RE: Godly Motivations
October 22, 2019 at 5:39 pm
(This post was last modified: October 22, 2019 at 6:26 pm by Simon Moon.)
(October 17, 2019 at 12:25 am)Belacqua Wrote:(October 17, 2019 at 12:14 am)Succubus Wrote: God is omniscient, he knew our thoughts and actions before he created us
God, they say, doesn't know things the way people know them. If I say "I know your phone number," that requires the existence of two separate things: me and your phone number.
Since God is perfect unity and simplicity, there can't be two things. God is omniscient in the sense that all possible objects of knowledge are included in him already.
Quote: so in what way are we independent beings?
Our existence isn't independent. We depend on God, who is existence itself. Without existence, nothing would exist.
As for our choices and behavior, I am asking Brian37 why, if God made us without having to, this would make us of necessity NOT valuable, free, or non-toylike. I don't know what his argument is.
Quote:What motivated him to do this?
God has no motivations.
As always, I am only describing here the standard theological arguments.
This is the kind of claptrap spouted by theologians, that just demonstrates how truly useless their entire profession is.
They come up with all these lofty sounding concepts; "Since God is perfect unity and simplicity, there can't be two things. God is omniscient in the sense that all possible objects of knowledge are included in him already." Bla, bla f'ing bla.
There is zero, maybe even less than zero, reasons to accept any of that as being true. It is entirely baseless. And I find it hard to understand why anyone would respect someone, no matter how many letters they have after their names, for such useless concepts and attributes they are ascribing to their gods.
During my lunch break at work I was watching the travel channel. Of course one of the many 'ghost hunter' shows was on, and they were talking to a guy who has a psych degree, who was an alleged 'expert' on ghosts and spirits. He was saying things like, "ghosts tend to turn lights on and off, open and close doors, push things off shelves, etc, because that all they have enough energy to do". What is the difference between this ghost 'expert' spouting unsupported attributes to ghosts, and theologians spouting unsupported attributes about gods?

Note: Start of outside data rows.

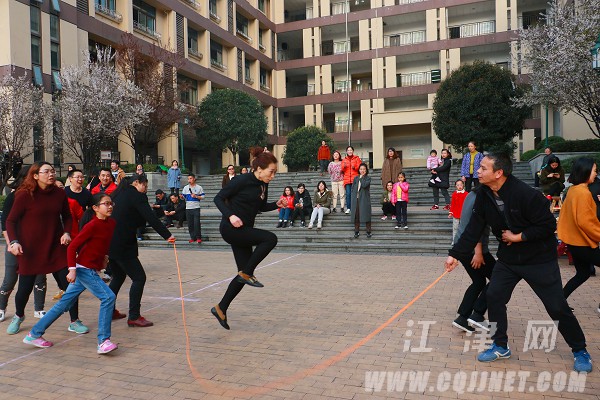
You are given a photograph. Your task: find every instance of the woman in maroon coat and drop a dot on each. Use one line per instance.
(39, 237)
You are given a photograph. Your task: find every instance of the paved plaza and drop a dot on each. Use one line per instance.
(314, 332)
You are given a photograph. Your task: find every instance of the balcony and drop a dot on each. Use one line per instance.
(107, 12)
(195, 53)
(473, 29)
(244, 36)
(143, 29)
(218, 65)
(413, 79)
(265, 88)
(192, 3)
(404, 39)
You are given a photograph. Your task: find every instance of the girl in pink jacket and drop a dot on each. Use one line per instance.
(399, 198)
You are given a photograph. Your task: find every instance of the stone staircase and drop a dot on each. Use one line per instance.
(429, 232)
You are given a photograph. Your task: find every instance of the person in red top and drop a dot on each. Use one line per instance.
(458, 198)
(106, 185)
(87, 254)
(324, 156)
(350, 166)
(39, 229)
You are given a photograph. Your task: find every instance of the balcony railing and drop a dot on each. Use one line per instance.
(213, 15)
(470, 30)
(527, 21)
(404, 39)
(289, 54)
(243, 35)
(218, 65)
(309, 13)
(265, 88)
(107, 12)
(340, 8)
(413, 79)
(192, 3)
(195, 53)
(146, 31)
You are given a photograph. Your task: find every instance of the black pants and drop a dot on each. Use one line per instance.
(583, 257)
(301, 212)
(401, 216)
(26, 283)
(545, 281)
(179, 216)
(242, 240)
(132, 268)
(471, 182)
(388, 208)
(436, 195)
(474, 298)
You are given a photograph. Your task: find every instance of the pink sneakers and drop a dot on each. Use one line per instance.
(39, 342)
(107, 346)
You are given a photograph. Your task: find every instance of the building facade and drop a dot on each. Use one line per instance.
(364, 70)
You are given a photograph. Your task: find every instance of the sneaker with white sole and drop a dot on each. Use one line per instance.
(15, 325)
(37, 342)
(106, 347)
(78, 327)
(493, 353)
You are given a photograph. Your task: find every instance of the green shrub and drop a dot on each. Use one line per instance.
(552, 141)
(567, 164)
(529, 154)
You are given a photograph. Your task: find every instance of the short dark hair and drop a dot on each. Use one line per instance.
(581, 170)
(501, 161)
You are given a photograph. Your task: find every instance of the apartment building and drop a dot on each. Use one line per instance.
(364, 70)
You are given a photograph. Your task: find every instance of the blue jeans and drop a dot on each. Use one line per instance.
(284, 214)
(348, 196)
(86, 279)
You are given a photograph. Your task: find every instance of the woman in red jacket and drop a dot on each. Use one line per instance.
(350, 166)
(39, 229)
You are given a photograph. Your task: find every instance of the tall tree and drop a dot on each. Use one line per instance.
(557, 54)
(21, 109)
(95, 105)
(152, 69)
(302, 146)
(475, 103)
(231, 119)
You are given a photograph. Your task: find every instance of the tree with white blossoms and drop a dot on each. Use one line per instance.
(557, 52)
(95, 105)
(21, 109)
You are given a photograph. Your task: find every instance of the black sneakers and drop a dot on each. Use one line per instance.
(478, 321)
(461, 323)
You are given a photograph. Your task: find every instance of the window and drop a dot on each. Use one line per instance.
(193, 41)
(34, 19)
(144, 16)
(55, 56)
(216, 52)
(241, 24)
(108, 5)
(36, 50)
(188, 89)
(54, 28)
(247, 75)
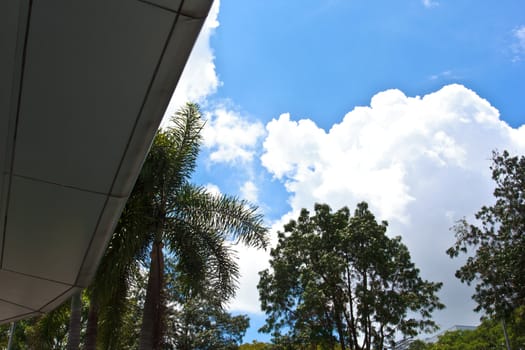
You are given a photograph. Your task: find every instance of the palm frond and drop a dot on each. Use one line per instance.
(231, 218)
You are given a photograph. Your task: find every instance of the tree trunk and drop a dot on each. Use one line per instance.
(73, 341)
(507, 342)
(92, 325)
(11, 336)
(151, 331)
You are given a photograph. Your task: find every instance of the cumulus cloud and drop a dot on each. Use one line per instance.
(519, 43)
(230, 137)
(421, 162)
(249, 191)
(199, 78)
(213, 189)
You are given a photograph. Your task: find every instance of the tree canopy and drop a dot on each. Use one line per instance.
(339, 279)
(496, 242)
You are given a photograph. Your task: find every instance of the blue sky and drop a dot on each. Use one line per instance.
(398, 103)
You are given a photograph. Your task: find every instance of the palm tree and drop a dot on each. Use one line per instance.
(171, 218)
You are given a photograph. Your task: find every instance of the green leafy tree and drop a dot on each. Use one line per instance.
(255, 345)
(338, 279)
(497, 242)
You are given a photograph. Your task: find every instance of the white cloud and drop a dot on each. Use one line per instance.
(518, 46)
(199, 78)
(213, 189)
(249, 191)
(230, 137)
(420, 162)
(430, 3)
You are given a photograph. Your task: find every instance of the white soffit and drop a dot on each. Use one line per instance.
(83, 88)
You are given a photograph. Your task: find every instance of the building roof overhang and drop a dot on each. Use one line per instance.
(83, 88)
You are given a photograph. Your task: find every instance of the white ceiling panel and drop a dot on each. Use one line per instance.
(28, 291)
(101, 236)
(10, 311)
(84, 86)
(48, 229)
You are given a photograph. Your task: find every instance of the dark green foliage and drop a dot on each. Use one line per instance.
(488, 335)
(497, 242)
(172, 219)
(338, 279)
(46, 332)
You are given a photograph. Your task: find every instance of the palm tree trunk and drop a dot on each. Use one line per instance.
(92, 326)
(73, 341)
(507, 342)
(152, 319)
(11, 336)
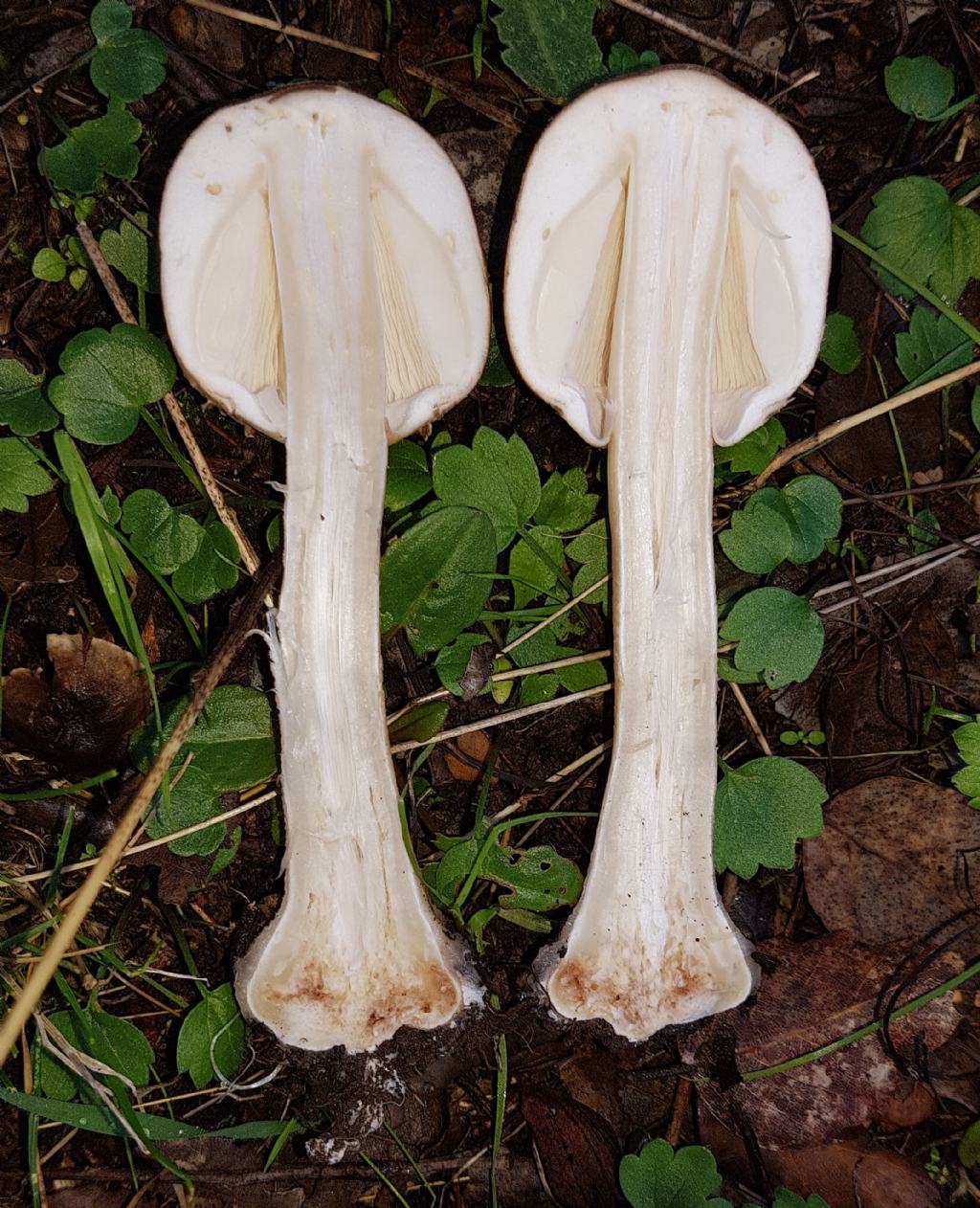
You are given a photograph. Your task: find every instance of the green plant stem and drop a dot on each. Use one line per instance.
(866, 1029)
(965, 325)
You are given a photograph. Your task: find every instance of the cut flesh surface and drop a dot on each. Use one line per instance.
(323, 281)
(666, 284)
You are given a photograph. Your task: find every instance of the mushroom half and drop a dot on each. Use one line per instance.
(666, 284)
(323, 281)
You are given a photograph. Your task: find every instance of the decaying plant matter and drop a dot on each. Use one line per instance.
(323, 281)
(666, 281)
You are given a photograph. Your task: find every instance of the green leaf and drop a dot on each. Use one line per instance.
(212, 568)
(192, 800)
(409, 476)
(787, 1198)
(758, 539)
(925, 235)
(969, 1147)
(452, 660)
(566, 503)
(591, 548)
(660, 1178)
(550, 45)
(433, 577)
(497, 476)
(128, 252)
(23, 406)
(419, 724)
(106, 379)
(19, 475)
(497, 372)
(49, 265)
(114, 1041)
(923, 538)
(162, 536)
(102, 146)
(128, 63)
(815, 510)
(212, 1038)
(840, 348)
(760, 810)
(534, 575)
(967, 739)
(104, 1121)
(753, 453)
(622, 59)
(920, 87)
(780, 638)
(930, 347)
(233, 741)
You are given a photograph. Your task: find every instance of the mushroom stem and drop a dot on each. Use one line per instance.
(650, 944)
(377, 959)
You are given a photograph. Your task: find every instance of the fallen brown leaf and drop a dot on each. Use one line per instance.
(79, 716)
(896, 861)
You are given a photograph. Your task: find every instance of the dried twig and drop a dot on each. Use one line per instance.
(199, 461)
(809, 443)
(249, 18)
(695, 35)
(82, 900)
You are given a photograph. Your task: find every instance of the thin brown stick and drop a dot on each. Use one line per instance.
(809, 443)
(277, 27)
(175, 411)
(60, 941)
(501, 718)
(695, 35)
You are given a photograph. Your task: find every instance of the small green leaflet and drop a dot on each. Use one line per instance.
(928, 236)
(591, 548)
(212, 570)
(23, 406)
(787, 1198)
(419, 724)
(162, 536)
(920, 87)
(101, 1120)
(794, 524)
(660, 1178)
(967, 779)
(409, 476)
(212, 1038)
(930, 347)
(566, 503)
(497, 476)
(840, 348)
(760, 810)
(189, 801)
(114, 1041)
(434, 579)
(969, 1152)
(550, 45)
(106, 379)
(624, 58)
(21, 475)
(753, 453)
(127, 63)
(537, 879)
(233, 741)
(780, 638)
(105, 146)
(128, 252)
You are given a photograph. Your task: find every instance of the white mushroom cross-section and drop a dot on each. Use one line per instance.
(666, 284)
(323, 281)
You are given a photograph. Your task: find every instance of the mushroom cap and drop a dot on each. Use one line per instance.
(562, 281)
(376, 168)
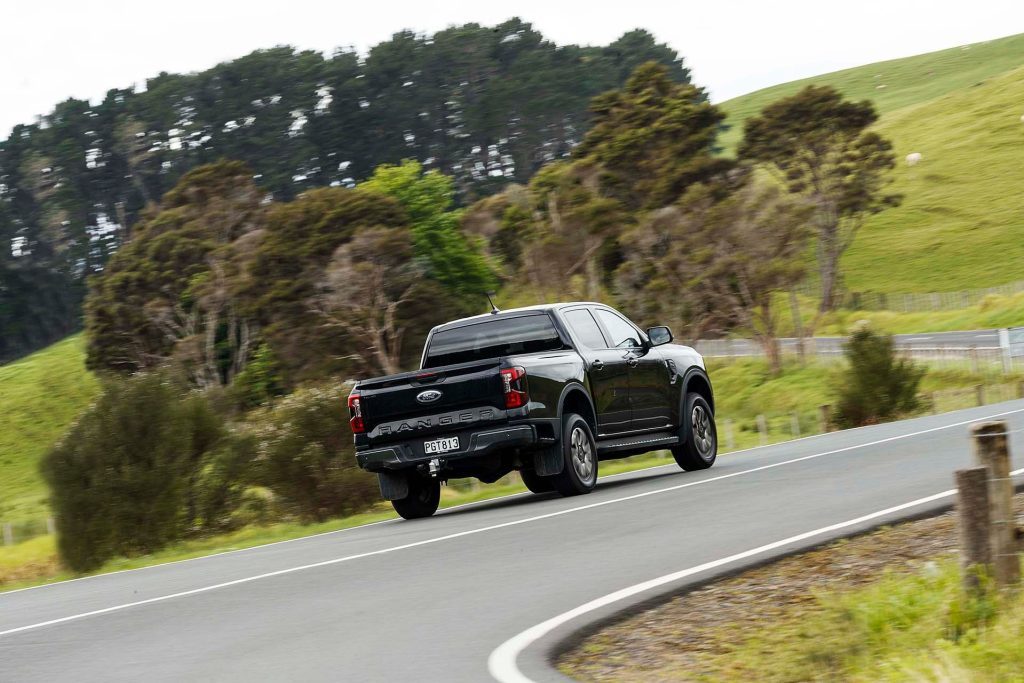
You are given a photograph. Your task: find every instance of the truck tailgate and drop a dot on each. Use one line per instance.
(432, 400)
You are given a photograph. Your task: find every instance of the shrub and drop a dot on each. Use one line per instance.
(220, 480)
(119, 476)
(260, 381)
(878, 385)
(306, 457)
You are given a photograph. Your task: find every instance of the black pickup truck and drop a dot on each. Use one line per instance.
(548, 390)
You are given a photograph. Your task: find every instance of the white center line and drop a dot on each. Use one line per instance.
(482, 529)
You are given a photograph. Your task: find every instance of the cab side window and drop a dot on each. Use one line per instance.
(623, 334)
(586, 329)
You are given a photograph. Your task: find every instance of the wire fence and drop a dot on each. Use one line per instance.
(914, 302)
(735, 433)
(989, 361)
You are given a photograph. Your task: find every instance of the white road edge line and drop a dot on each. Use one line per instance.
(458, 535)
(502, 663)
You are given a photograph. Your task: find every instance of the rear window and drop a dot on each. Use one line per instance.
(491, 339)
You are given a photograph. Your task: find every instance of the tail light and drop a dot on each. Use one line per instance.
(514, 382)
(355, 414)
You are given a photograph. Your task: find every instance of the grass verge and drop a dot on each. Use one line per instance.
(882, 606)
(40, 395)
(743, 389)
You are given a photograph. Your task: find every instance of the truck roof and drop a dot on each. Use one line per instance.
(513, 311)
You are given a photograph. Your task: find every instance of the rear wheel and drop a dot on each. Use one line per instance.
(424, 497)
(580, 455)
(535, 482)
(699, 445)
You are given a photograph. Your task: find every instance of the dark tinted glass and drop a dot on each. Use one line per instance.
(586, 328)
(491, 339)
(623, 334)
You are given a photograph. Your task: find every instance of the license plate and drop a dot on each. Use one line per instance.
(441, 444)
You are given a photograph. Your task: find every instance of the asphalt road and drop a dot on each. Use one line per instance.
(432, 599)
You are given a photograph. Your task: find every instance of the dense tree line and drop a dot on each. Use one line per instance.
(485, 105)
(223, 300)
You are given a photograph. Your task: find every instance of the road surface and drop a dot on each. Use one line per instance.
(434, 599)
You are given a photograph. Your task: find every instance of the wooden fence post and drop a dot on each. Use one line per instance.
(973, 527)
(990, 450)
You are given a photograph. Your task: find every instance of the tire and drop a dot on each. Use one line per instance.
(699, 435)
(580, 454)
(535, 482)
(424, 497)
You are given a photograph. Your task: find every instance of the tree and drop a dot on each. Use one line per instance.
(450, 258)
(653, 138)
(718, 262)
(169, 292)
(120, 476)
(877, 384)
(819, 146)
(573, 224)
(370, 283)
(287, 271)
(486, 105)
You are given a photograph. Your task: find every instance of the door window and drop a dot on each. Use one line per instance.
(623, 334)
(586, 329)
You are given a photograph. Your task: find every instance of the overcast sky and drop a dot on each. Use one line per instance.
(54, 49)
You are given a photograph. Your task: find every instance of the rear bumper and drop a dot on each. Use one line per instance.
(400, 456)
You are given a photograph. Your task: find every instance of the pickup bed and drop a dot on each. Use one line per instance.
(547, 390)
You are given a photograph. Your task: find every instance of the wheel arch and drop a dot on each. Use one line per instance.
(696, 381)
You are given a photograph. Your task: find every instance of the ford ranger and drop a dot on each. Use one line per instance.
(548, 390)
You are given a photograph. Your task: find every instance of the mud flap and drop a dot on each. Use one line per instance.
(549, 461)
(394, 485)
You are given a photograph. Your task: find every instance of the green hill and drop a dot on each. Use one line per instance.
(962, 222)
(39, 397)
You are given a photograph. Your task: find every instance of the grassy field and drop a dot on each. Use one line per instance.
(907, 82)
(902, 628)
(743, 388)
(962, 221)
(39, 396)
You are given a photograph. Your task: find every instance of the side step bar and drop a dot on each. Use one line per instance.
(649, 441)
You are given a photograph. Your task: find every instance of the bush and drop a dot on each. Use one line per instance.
(220, 480)
(306, 457)
(259, 382)
(119, 477)
(878, 385)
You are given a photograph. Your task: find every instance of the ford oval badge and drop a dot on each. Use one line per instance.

I can't even understand the reason for giving this stuff enough attention to actually 'study'. Theologians do not study gods, they study all the famous theists down through history who also had ridiculous things to say about gods.
Oh, and let me make a late addition:
The reason it seems to me, theologians have to come up with crap like this; "Since God is perfect unity and simplicity, there can't be two things. God is omniscient in the sense that all possible objects of knowledge are included in him already.", is because they have long ago figured out how the omni's are logically incompatible, so they can try to resuscitate the concept.
You'd believe if you just opened your heart" is a terrible argument for religion. It's basically saying, "If you bias yourself enough, you can convince yourself that this is true." If religion were true, people wouldn't need faith to believe it -- it would be supported by good evidence.